In Long Beach Island, we’ve had a conch shell as a “decoration” for as long as I can remember. As a kid I would stick my ear against it and listen to the ocean, or at least thats what I was told I was listening to. I was completely unaware how much better they taste than they sound.
At some point in my teens, I tasted conch for the first time at The Crab Pot, a now defunct restaurant in West Palm Beach, FL. It was in the form of a fritter, and I was immediately hooked. Little fried balls of dough with chewy, flavorful chunks of conch mixed in; kind of like a Caribbean version of takoyaki. I order them whenever I see them on a menu, which is quite often now that Mommy Ryan has moved to Naples. Kristi, Tim, and I visited her this past weekend and I finally had a chance to cook my own version of one of my favorite foods.
On Saturday morning, Tim and I drove down to Everglade City to check it out. Mom had been before and Kristi had no interest due to the presence of alligators, which I mocked her about. Then we drove down there and I had to lift my feet off the floor of the car in terror when I saw sights like this out the window.
Tim and I had two goals: buy a bunch of stone crab claws at a seafood market Tim had visited previously and find a place that serves up authentic Everglades seafood for lunch. I had one additional goal: find something to cook that I could use in a blog post.
After visiting 3 or 4 restaurants and coming up with excuses to leave after seeing the menu (example: “its kind of chilly out here, I think we’re going to head to the inside dining room” then bolting for the car), we discovered City Seafood.

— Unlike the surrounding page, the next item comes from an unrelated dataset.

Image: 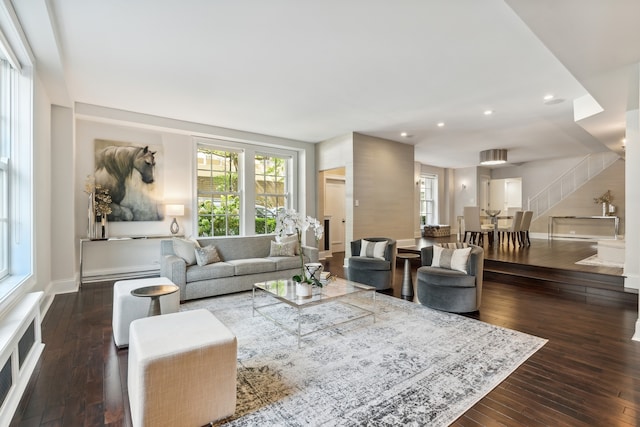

You wait in line, order your food, grab a beer out of the ice chest, then anxiously wait for them to call your number. It reminded me of all of my favorite shellfish places in New England and LBI.
Al fresco dining and swamps don’t usually go together, but it was a surprisingly pleasant view and had none of the mosquitos I expected. Also, I was extremely excited to try two items I had never seen on a menu before: fried whole cracked conch and grouper cheek sliders.
The fried conch is basically everything that comes out of the shell except for a couple inedible parts. Its quite chewy, but the flavor is great; very similar to the belly portion of whole fried clam bellies.
A seen in the fishing post, grouper have large flat heads with decent sized cheeks and each slider had four. Much like other cheeks I’ve tried, they were moist and tender. Tons of grouper flavor and very fresh. I haven’t included any pictures of the stuff Tim ordered because it was boring.
After lunch, we visited Grimm’s Stone Crab to pick up a couple pounds for an appetizer that night. Upon arrival, I discovered they also sold raw conch meat and my goals for the road trip were officially accomplished. We bought half a pound of frozen conch meat and headed back to Naples.
The following afternoon, I decided to make an attempt at homemade conch fritters. I had a few things going against me, mainly that I didn’t want to go through the process of deep frying the fritters and that I refused to look at a conch fritter recipe. So, I decided to make a basic hush puppy batter, mix in the conch and other additions and pan fry them. The batter started out simply with corn meal, flour, and baking powder.
Threw in an egg, milk, salt, and half a diced red onion.
With that ready to go, I pulled the conch out of the fridge to cut it up and add to the batter.
The white parts are where all the flavor is, but the colored areas are just a thin membrane that covers the meat. Its all edible, so I didn’t try to do any elaborate butchering, just chopped the meat up into small cubes and added it to the batter.
After a few shakes from a bottle of Cholula, some lemon juice and black pepper, I whisked the batter a little more then let it rest while I heated olive oil in a pan.
The first batch was a test batch. I dropped varying sized spoonfuls of batter into the hot oil to A) see how the fritters taste and B) see how big the fritters should “B”. Wokka wokka.
After tasting the first batch, we decided the batter was definitely under seasoned. The meat to dough ratio wasn’t out of whack with what I’ve had in restaurants, but the dough was lacking a complimentary shellfish flavor. I added more seasoning, but noted that in the future I should replace some of the milk used in the batter with clam juice or fish stock.
Once the seasoning was as good as it would be, I cooked the remainder of the fritter batter.
I was a lot better at judging when these were golden brown than I was with the fish cakes.
We kept the early batches warm in the oven while everything cooked and eventually ended up with quite a large bowl full of fritters.
We served them with some sauce options: tartar sauce (made with dill pickles, the obvious best way), cocktail sauce, and the stone crab mustard sauce I mentioned earlier. I thought they were delicious, though definitely different than the restaurant variety.
I really enjoyed the fritters, there were just a lot of them. The sweetness of the corn meal worked well with the shellfish and the cocktail sauce in particular matched up really well with the taste. If I did it again I would make the same amount of batter (with some seafood stock mixed in) but probably add three quarters of a pound of conch. I’d also like to make these again with other types of shellfish and can’t wait until I am at somebody else’s house to try a bay scallop and shrimp version.